Il ne s’agit évidemment pas d’une liste exhaustive – en effet, le travail de l’Irlande est tellement investi des thèmes de l’espace et du lieu qu’une simple typologie ne pourrait jamais en saisir la richesse et la diversité. Ce qu’il fait, c’est donner une indication de la profondeur de l’intégration de la spatialité dans le contenu et la forme de la littérature irlandaise.

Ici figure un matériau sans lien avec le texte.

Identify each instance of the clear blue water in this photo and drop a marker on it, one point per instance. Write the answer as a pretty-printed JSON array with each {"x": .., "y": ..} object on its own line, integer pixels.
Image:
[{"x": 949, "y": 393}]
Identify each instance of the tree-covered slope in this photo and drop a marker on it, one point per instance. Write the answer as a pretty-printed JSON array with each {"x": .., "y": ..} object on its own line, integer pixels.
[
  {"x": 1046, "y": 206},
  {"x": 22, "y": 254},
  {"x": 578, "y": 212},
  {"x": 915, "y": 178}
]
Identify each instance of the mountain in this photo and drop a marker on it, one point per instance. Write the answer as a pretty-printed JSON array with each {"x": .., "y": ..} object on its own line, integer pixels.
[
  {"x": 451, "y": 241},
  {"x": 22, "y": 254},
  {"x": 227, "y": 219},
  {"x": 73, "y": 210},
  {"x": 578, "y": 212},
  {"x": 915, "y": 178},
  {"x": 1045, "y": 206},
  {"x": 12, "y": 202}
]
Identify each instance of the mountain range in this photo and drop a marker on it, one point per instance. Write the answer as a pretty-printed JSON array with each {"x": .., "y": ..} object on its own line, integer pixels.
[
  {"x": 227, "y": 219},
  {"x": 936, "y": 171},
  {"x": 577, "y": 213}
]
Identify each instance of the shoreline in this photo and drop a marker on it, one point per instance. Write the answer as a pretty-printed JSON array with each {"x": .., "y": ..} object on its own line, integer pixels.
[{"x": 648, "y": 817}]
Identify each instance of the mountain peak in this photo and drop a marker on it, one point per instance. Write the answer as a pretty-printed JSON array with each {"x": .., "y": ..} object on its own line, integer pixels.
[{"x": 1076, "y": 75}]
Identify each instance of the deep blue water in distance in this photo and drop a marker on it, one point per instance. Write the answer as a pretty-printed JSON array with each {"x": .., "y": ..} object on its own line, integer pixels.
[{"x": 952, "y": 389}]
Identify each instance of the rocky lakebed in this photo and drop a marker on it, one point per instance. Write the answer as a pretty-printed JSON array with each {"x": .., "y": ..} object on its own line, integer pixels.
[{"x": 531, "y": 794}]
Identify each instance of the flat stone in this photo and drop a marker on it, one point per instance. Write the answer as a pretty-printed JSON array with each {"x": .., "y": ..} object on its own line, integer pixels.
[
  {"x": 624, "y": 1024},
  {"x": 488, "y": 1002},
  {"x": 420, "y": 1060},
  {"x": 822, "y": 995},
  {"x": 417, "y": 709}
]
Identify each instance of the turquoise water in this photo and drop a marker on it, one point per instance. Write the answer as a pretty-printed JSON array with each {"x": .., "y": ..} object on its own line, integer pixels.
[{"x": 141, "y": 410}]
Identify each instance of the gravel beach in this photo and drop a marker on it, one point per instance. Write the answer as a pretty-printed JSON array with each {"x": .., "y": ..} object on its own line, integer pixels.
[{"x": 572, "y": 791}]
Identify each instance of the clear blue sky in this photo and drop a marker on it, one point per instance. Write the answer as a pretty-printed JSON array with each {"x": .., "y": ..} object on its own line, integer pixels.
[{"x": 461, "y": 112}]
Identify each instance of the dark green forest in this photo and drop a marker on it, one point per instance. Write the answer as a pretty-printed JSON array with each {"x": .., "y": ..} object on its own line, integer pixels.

La littérature va toujours au-delà d’une simple représentation du monde, même dans ses formes les plus prosaïques et non romanesques. Cependant, les meilleurs auteurs sont capables non seulement de représenter, mais d’explorer activement et de démêler les espaces et les lieux de leurs sociétés. J’ai déjà décrit l’Irlande comme « peut-être le romancier australien prééminent de l’espace » et, bien que certains puissent considérer cela comme une affirmation forte, il est au moins hors de doute qu’il capture la spatialité de l’Australie d’une manière qualitativement unique. Ce processus de captation n’est pas non plus un processus historique purement rétrospectif ; Je dirais plutôt que le corpus de l’Irlande nous permet d’avoir un aperçu crucial des forces spatiales et des idéologies qui sont toujours actives dans le tissu de l’Australie d’aujourd’hui. Lire l’Irlande, c’est donc lire une histoire spatiale qui se déroule encore. À l’occasion de sa disparition, à une époque de profondes crises et luttes économiques, politiques et idéologiques se déroulant dans et à travers l’espace, il n’a jamais été aussi important d’étudier l’œuvre de David Ireland.